Article 60
Création Convention collective nationale 1996-07-10 étendue par arrêté du 7 février 1997 JORF 21 février 1997
L'indemnité de congés payés est calculée sur la rémunération totale perçue par le salarié pendant la période prise en considération pour l'appréciation de la durée de son congé, telle qu'elle ressort des bulletins de paie qui lui ont été délivrés. Par rémunération totale on doit entendre le salaire et ses accessoires, à l'exclusion des primes ou indemnités ayant le caractère de remboursement de frais. Les périodes de congés payés, les repos compensateurs, les périodes de suspension pour cause de maladie professionnelle, les périodes légales de repos des femmes en couches, les périodes pendant lesquelles le salarié a été rappelé ou maintenu sous les drapeaux (loi du 3 août 1956 et loi du 20 juillet 1957), les périodes de suspension du travail par suite d'accidents de travail survenu au service de l'entreprise, limitées à une durée d'un an, sont, à condition que le contrat de travail n'ait pas été résilié, considérées comme ayant donné lieu à une rémunération en fonction de la durée du travail normalement pratiquée dans l'établissement et du salaire normal correspondant à la classification professionnelle qu'aurait perçu l'intéressé s'il avait travaillé pendant ces périodes.

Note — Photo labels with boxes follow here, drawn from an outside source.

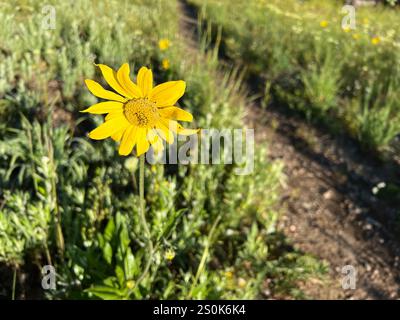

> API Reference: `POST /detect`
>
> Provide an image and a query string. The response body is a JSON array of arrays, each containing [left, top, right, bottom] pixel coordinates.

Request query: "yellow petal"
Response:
[[151, 137, 164, 154], [158, 107, 193, 122], [104, 109, 124, 121], [136, 128, 150, 157], [89, 116, 130, 140], [137, 67, 153, 97], [156, 120, 174, 144], [117, 63, 143, 97], [118, 126, 138, 156], [81, 101, 124, 114], [149, 80, 186, 107], [96, 64, 136, 99], [111, 129, 126, 142], [160, 119, 200, 136], [85, 79, 127, 102], [147, 129, 158, 144]]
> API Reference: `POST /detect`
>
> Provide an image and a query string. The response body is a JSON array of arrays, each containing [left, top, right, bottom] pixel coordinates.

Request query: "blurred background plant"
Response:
[[0, 0, 328, 299], [189, 0, 400, 153]]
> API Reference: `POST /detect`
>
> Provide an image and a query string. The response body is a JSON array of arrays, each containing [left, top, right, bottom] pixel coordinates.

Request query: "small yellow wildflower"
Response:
[[162, 59, 169, 70], [371, 37, 381, 46], [126, 280, 135, 289], [238, 278, 247, 289], [82, 63, 198, 157], [158, 39, 171, 51], [319, 20, 329, 28], [164, 249, 175, 261]]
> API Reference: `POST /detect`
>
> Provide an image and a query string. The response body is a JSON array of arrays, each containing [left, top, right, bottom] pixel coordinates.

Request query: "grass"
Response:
[[189, 0, 400, 151], [0, 0, 326, 299]]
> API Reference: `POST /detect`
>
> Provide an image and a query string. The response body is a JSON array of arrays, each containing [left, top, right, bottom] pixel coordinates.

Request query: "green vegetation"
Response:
[[189, 0, 400, 151], [0, 0, 326, 299]]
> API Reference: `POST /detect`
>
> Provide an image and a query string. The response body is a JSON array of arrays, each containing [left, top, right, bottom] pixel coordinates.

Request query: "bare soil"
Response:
[[180, 1, 400, 299]]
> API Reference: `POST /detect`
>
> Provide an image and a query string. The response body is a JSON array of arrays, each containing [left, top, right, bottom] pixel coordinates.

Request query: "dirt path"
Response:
[[180, 1, 400, 299]]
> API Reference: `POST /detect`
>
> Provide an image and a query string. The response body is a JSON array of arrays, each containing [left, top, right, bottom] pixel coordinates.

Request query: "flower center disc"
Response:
[[124, 98, 160, 128]]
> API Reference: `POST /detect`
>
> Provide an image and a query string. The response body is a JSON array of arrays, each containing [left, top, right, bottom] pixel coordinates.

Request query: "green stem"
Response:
[[11, 266, 17, 300], [187, 214, 222, 299], [135, 154, 154, 287]]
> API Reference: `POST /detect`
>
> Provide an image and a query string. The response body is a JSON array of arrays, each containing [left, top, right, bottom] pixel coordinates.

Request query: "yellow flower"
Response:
[[162, 59, 169, 70], [164, 249, 175, 261], [371, 37, 381, 46], [319, 20, 329, 28], [82, 63, 198, 156], [238, 278, 247, 289], [126, 280, 135, 289], [158, 39, 171, 51]]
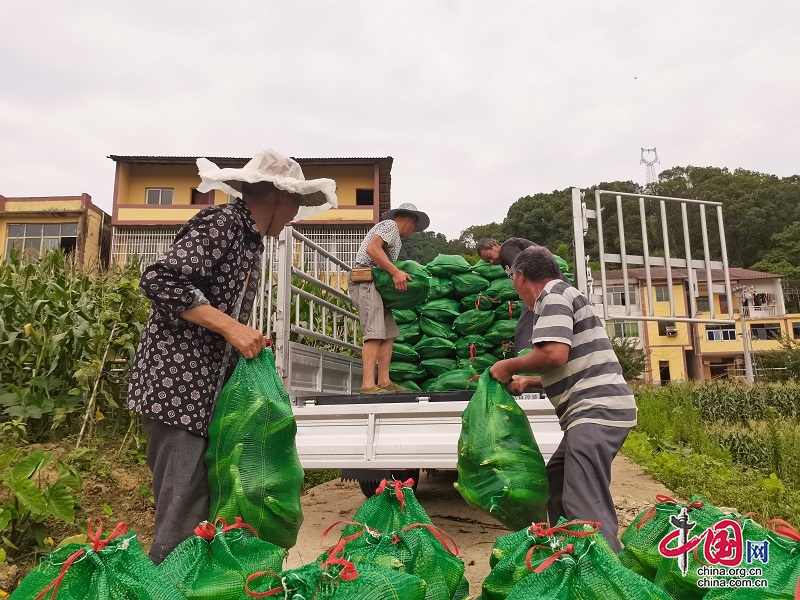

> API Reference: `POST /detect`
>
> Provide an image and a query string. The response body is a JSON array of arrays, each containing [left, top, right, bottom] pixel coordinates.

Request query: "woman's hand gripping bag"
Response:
[[454, 369, 548, 531]]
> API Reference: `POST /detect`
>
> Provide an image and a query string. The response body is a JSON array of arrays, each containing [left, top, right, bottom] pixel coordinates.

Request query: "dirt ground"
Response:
[[0, 456, 670, 598]]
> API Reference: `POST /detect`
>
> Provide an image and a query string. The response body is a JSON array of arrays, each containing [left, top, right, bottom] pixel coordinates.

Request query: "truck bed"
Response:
[[293, 391, 562, 469]]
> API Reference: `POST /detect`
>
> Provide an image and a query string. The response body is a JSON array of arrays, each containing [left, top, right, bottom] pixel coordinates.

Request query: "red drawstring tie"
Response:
[[35, 517, 128, 600], [636, 494, 705, 529], [375, 477, 414, 513], [400, 523, 458, 556], [194, 517, 258, 541]]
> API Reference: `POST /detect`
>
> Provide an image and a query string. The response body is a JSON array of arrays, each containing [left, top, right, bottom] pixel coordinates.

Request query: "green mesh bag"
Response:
[[392, 309, 418, 325], [494, 300, 522, 321], [414, 337, 456, 360], [458, 352, 498, 373], [394, 321, 422, 346], [372, 260, 431, 310], [389, 361, 428, 381], [425, 369, 478, 392], [704, 515, 800, 600], [420, 358, 458, 377], [619, 494, 723, 581], [159, 519, 286, 600], [206, 348, 304, 548], [11, 519, 184, 600], [485, 277, 519, 302], [456, 335, 494, 358], [419, 317, 458, 341], [453, 273, 489, 297], [481, 518, 613, 600], [453, 310, 494, 335], [392, 342, 419, 363], [428, 277, 456, 300], [454, 370, 548, 530], [419, 298, 461, 323], [427, 254, 469, 279], [471, 259, 507, 281], [483, 319, 517, 344], [458, 292, 497, 312], [504, 519, 670, 600]]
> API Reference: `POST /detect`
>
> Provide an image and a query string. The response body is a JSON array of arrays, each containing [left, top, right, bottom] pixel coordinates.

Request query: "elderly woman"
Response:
[[128, 151, 337, 564]]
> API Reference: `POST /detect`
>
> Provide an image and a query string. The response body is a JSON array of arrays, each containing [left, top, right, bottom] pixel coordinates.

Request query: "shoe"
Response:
[[381, 381, 411, 392], [360, 385, 387, 394]]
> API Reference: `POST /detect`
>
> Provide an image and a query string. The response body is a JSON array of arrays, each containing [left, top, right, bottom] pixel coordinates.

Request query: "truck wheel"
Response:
[[358, 469, 419, 498]]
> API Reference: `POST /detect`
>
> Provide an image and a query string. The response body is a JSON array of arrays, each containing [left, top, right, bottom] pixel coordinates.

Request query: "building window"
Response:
[[606, 285, 637, 306], [145, 188, 172, 204], [750, 323, 781, 340], [606, 321, 639, 338], [658, 321, 678, 337], [6, 223, 78, 259], [356, 190, 375, 206], [706, 325, 736, 342]]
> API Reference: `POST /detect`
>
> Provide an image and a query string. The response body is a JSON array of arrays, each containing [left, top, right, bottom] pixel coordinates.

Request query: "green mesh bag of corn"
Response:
[[704, 514, 800, 600], [394, 321, 422, 346], [453, 272, 489, 297], [11, 519, 184, 600], [481, 518, 613, 600], [471, 259, 507, 281], [458, 292, 497, 312], [418, 298, 461, 323], [453, 310, 494, 335], [414, 337, 456, 360], [372, 260, 431, 310], [504, 519, 680, 600], [454, 370, 548, 530], [392, 342, 419, 363], [494, 300, 522, 321], [247, 543, 427, 600], [458, 352, 499, 373], [484, 277, 519, 302], [159, 518, 286, 600], [483, 319, 517, 345], [619, 494, 723, 581], [428, 276, 456, 300], [206, 348, 304, 548], [419, 317, 458, 342], [332, 480, 469, 600], [420, 358, 458, 377], [425, 369, 478, 392], [456, 335, 494, 358], [426, 254, 469, 279], [389, 361, 428, 381], [392, 309, 419, 325]]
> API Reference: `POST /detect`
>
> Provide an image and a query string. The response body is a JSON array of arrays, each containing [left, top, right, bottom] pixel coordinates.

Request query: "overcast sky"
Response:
[[0, 0, 800, 238]]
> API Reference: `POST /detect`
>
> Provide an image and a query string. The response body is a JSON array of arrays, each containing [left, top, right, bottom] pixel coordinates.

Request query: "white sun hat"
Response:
[[197, 150, 339, 221]]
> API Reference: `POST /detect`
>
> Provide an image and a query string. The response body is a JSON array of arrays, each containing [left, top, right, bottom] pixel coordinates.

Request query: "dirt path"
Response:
[[287, 456, 670, 596]]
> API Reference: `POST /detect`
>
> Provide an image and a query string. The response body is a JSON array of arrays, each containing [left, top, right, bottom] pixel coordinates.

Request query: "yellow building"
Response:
[[109, 155, 393, 266], [0, 194, 111, 267], [595, 268, 800, 383]]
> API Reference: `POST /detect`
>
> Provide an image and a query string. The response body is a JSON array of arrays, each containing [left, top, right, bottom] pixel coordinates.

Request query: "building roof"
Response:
[[592, 267, 780, 281]]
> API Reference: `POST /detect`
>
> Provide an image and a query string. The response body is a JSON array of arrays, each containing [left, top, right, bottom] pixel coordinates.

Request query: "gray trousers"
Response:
[[142, 417, 210, 564], [547, 423, 629, 552]]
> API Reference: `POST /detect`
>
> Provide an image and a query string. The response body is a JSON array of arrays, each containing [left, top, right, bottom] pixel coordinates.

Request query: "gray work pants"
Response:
[[142, 417, 210, 564], [547, 423, 629, 552]]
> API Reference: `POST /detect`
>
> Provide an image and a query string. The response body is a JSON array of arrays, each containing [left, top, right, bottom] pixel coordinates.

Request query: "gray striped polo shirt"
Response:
[[532, 280, 636, 431]]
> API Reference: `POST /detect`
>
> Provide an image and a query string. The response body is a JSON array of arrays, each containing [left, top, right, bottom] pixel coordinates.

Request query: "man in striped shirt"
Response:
[[490, 247, 636, 552]]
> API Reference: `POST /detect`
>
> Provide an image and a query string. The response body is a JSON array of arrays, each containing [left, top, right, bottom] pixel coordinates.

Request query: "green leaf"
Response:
[[47, 481, 75, 524], [6, 475, 47, 515]]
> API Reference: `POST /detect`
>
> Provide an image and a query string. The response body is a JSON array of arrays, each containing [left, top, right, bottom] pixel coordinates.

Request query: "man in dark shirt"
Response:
[[127, 151, 337, 564]]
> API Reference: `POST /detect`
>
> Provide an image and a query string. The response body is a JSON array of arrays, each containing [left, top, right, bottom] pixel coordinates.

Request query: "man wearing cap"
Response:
[[347, 204, 431, 394], [127, 150, 337, 564]]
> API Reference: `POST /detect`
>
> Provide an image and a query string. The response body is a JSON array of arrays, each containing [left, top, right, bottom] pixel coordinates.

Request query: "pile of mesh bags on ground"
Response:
[[373, 254, 567, 391]]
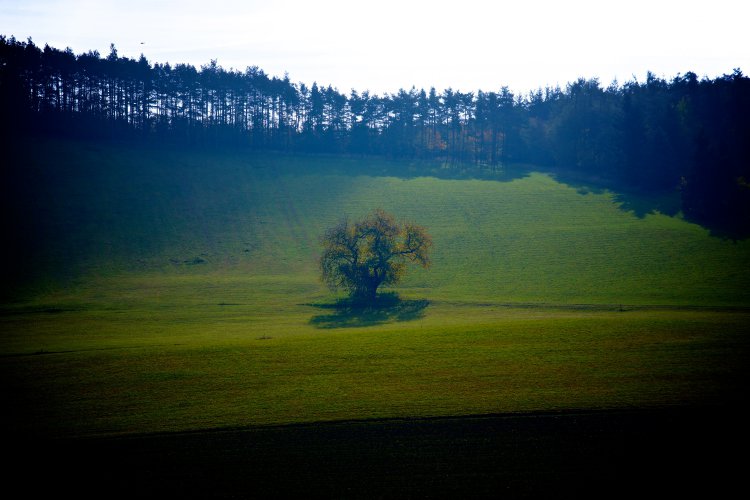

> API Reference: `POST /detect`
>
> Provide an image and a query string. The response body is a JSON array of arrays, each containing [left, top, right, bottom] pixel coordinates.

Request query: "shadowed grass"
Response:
[[0, 137, 750, 436], [310, 292, 429, 328]]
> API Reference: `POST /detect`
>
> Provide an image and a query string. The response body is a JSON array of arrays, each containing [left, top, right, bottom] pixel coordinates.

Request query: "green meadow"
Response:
[[0, 141, 750, 436]]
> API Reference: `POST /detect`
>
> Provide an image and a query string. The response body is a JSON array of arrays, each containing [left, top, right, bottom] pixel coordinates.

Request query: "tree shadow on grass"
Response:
[[310, 293, 429, 329]]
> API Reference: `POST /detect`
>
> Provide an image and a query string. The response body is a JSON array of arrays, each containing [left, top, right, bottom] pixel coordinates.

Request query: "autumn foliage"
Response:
[[320, 209, 432, 302]]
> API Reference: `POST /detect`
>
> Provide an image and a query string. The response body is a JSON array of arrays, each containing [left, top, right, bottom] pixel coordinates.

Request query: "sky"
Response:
[[0, 0, 750, 95]]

L'indemnité de congés est égale au dixième de la rémunération définie au premier paragraphe et ne peut être inférieure à la rémunération qu'aurait perçue l'intéressé s'il avait continué à travailler pendant la période du congé. Cette rémunération est calculée, sous réserve de l'observation des dispositions législatives ou réglementaires en vigueur, en considérant : - le salaire perçu par l'intéressé pendant la période de paie précédant le départ en congé, évalué conformément à l'alinéa 2 ci-dessus (pour les salariés payés au rendement, la base à retenir est en principe celle de la moyenne du mois précédant le départ en congés) ; - l'horaire normal de travail pratiqué dans l'entreprise soit pendant l'absence de l'intéressé, si les congés sont donnés par roulement, soit pendant la période de même durée ayant immédiatement précédé la fermeture de l'établissement ; il ne sera pas tenu compte des heures supplémentaires qui pourraient être rendues nécessaires par l'absence des salariés en congé. Dans le cas où une augmentation de salaires prendrait effet pendant le congé payé de l'intéressé, l'indemnité se trouverait majorée à compter de la date d'application de cette augmentation, exactement comme si le salarié avait continué à travailler.